Static vs dynamic shared memory allocation, performance

We have an issue regarding two different 8800GT GPUs when it comes to performance using static and dynamic shared memory allocation. We changed our implementation from using static memory allocation to dynamic, but the performance changed dramatically on both GPUs.

Here is how the performance changed on the different GPUs:

GPU1: from 5.9Gbit/sec to 4Gbit/sec

GPU2: from 3.5Gbit/sec to 5.1Gbit/sec

We do not understand how the dynamic allocation can change the performance in such a drastic way. It should be mentioned that GPU1 has 512MB ram and a GPU clock of 660MHz and Memory clock of 950MHz, while GPU2 has 256MB ram with 600 MHz GPU clock and 700 MHz memory clock

The kernels have not been altered in the implementations.

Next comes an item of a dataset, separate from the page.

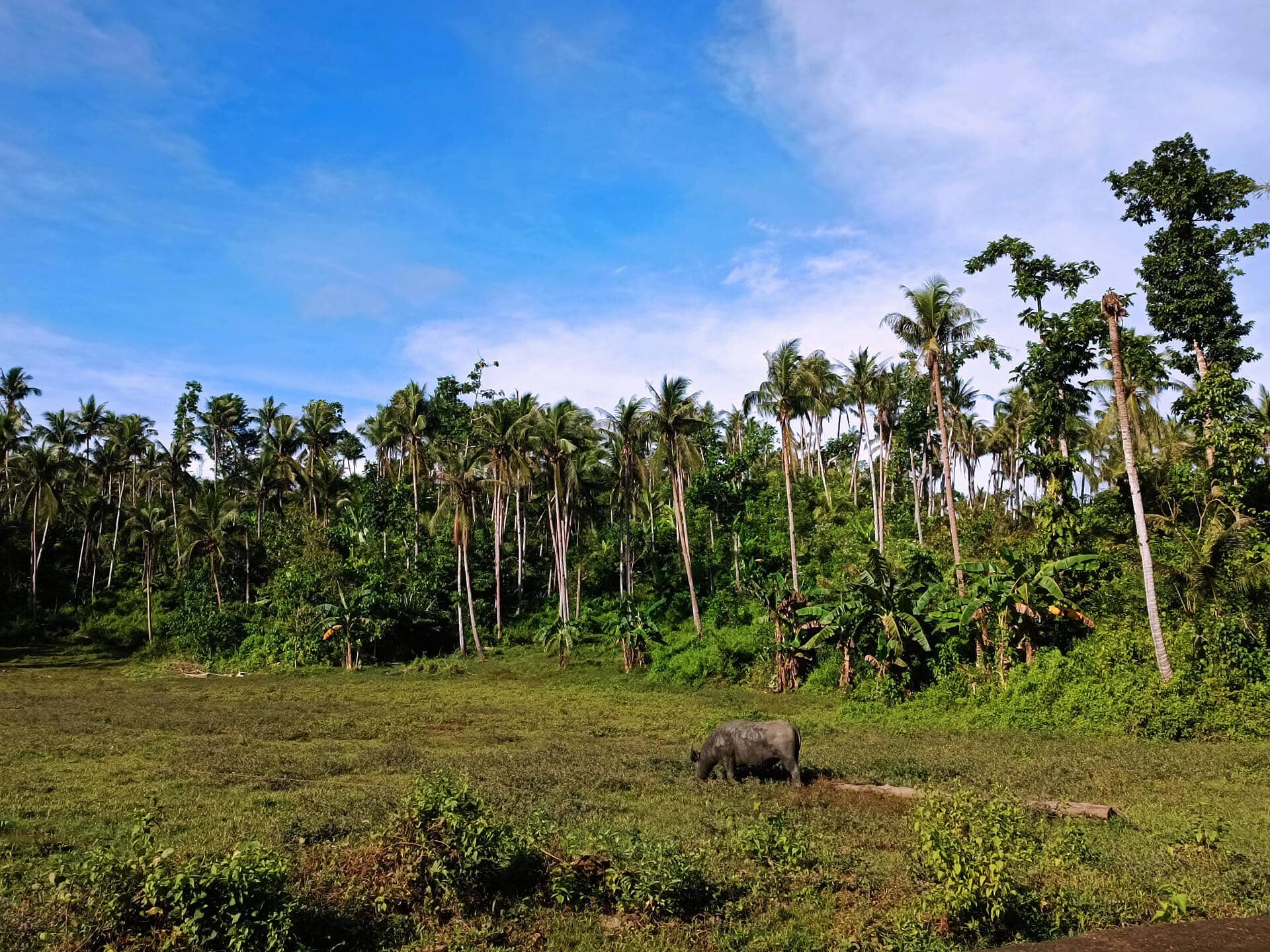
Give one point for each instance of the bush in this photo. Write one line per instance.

Here is the code we have changed:

__shared__ uint32_t state[4*NUM_THREADS]; ----> extern __shared__  uint32_t state[];

kernel <<<blocks, num_threads>>>  ---->  kernel<<<blocks, num_threads,16*num_threads>>>

There should not be any performance difference between static and dynamic allocation of shared memory. Can you post a simple code example that demonstrates the problem? Thanks!

I have sent you a pm with a link to the code, as it’s a bit big to paste here. You can summarize your findings here if you want

turns out this issue was caused by the fact that GPU1 was running on a 32 bit Linux, and GPU2 64 bit.

However, the static implementation is still slower on both, most likely cause shared memory allocation is done better runtime than by the compiler?